The prompt is the following text, which is a basic request for checking the spelling and grammar and for providing corrections, followed by a brief text in which a person expresses admiration for their father, a famous elderly painter:

"Bitte beurteile folgenden Text und gib Feedback in Bezug auf Rechtschreibung und Grammatik. Falls du sprachliche Fehler findest, schlage Verbesserungen vor:

    'Mein Vater ist ein bekannter Maler, der zahlreiche Preise gewonnen hat, und mir durch seine hohe Leidenschaft stats als Vorbild diente. Obwohl er eher zjs zurückgezogen lebe, ist er Mentor zahlreicher Künstlerinnen und Künstler, was ich sehr bewundere.
Es ist nicht leicht, als Künstler ein Leben in Wohl stand zu führen, allerdings hat er durch seine Aufopferung seiner Frau, meinen Geschwistern und mir ein angenehmes Leben ermöglicht. Obwohl mir das als Kind nie bewusst war, habe ich später gemerkt, wie sehr diehse Opfer ihn gekostet haben.

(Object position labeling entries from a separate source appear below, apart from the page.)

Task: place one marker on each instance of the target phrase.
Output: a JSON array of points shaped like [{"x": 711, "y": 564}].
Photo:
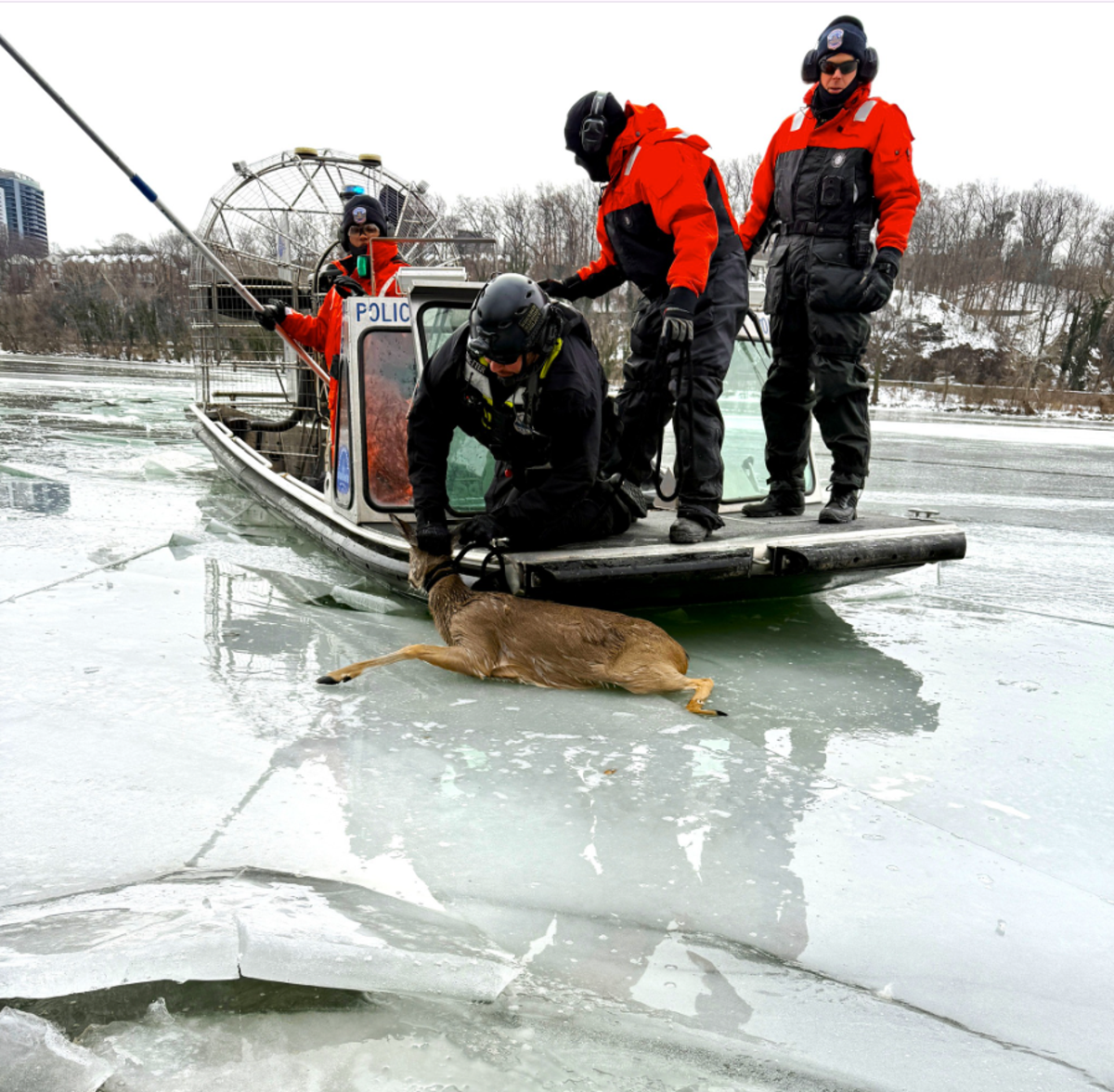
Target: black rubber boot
[
  {"x": 784, "y": 500},
  {"x": 842, "y": 506},
  {"x": 684, "y": 532}
]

Trotz der vielen Opfer und der Unsicherheit ist sein Leben erfüllt. Ich würde sogar sagen , dass sein Leben , das der Kunst und Malerei gewidmet ist , überaus angenehm für ihn ist . Kunst und Malerei sind seine Leidenschaft und das sein ganzes Leben lang.'"

Based on this prompt, Gemini Exp-1206 provided extensive feedback that contained several incorrect points, such as:

  • It wants to add another word to “zjs”. “zjs” is not a German word, and serves as placeholder for a typo. The sentence is correct without this word.
  • It wants to add a comma after “zurückgezogen lebe”, although the text already contains one.
  • It states that the comma after “Aufopferung” is unnecessary, although there is no comma at this point.
  • It makes incorrect statements regarding the placement of the commata in the last two sentences.
  • It incorrectly states that a verb is missing in the final sentence.

Of course, many of the points raised by the model were completely valid, but it seems necessary to check the model’s output in similar applications.

In other texts, which I cannot share, this model also made up spelling errors in a similar fashion. I suspect that this model might show a general weakness in checking the spelling and grammar of texts, which might be relevant for specific application cases.

In case I can further support you, for instance by sharing the Python code for generating this output or Gemini Exp-1206’s complete (German) output, please write me.